As Noel Coward said, “The secret of success is the ability to manage failure.”
This afternoon I was asked to have a chat with a teacher about a particular child in their school. Some of you may know that last January I started doing some work with youngsters who were struggling with the whole primary school environment. One of the topics that came up in our conversation today was the need for children to develop the ability to risk assess their own activities. I have used this opportunity for self-guided learning both in a classroom context and also when working with individuals.
As a class teacher, enabling a whole class to risk assess an outdoor, medieval cooking session opened my eyes to some of the benefits of children participating in group risk assessments. They worked out, through brainstorming together, who and what might be at risk and what these risks might be.

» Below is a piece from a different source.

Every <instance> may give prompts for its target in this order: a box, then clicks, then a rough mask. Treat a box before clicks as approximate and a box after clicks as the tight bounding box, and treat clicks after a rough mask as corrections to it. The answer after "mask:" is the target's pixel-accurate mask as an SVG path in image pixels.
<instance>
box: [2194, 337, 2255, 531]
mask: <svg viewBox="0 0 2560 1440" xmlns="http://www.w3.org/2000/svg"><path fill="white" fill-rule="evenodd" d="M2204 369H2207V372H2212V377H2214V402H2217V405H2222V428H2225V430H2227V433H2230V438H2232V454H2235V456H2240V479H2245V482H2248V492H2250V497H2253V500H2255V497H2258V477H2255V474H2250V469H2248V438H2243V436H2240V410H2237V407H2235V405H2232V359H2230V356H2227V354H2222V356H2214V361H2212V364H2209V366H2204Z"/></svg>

They then had the chance to discuss how they might lower these potential risks to a more acceptable level. Once this was achieved we headed outside to do the cooking on a fire.
That afternoon I experienced children actively supporting each other by reminding each other to be careful, reminding each other where they should be walking (to stay safe from the fire) how to move the hot pans and hot food. They looked out for each other and I was redundant as a purveyor of the tedious health and safety. The article below states,
“Because we care about children, and due to shifting societal norms, we can tend to over-protect them. Researchers have shown that by sheltering our children too much, they fail to develop “proprioceptive sense” (ie. muscle and joint control) and even a simple game such as tag can ironically become dangerous because the children lack the basic skills to “play gently.” Some schools have even started banning tag games because the kids are reportedly unable to self-regulate and are unintentionally seriously injuring each other, according to occupational therapist Angela Hanscom. These children have not been given a chance to develop the risk assessment skills that Stacy’s young sons are already learning. This can lead them to not only have a stunted ability to assess and manage risks, but to lack resiliency, defined by Angela Lee Duckworth as “having a positive response to failure or adversity.”
It is so important we give our children opportunities to assess risk for themselves to develop personal resilience and avoid potential later mental health problems. Hospitals are observing now that fewer children are going to A&E with broken arms and legs, but so many more are now on waiting lists for mental health support. Perhaps there is a correlation?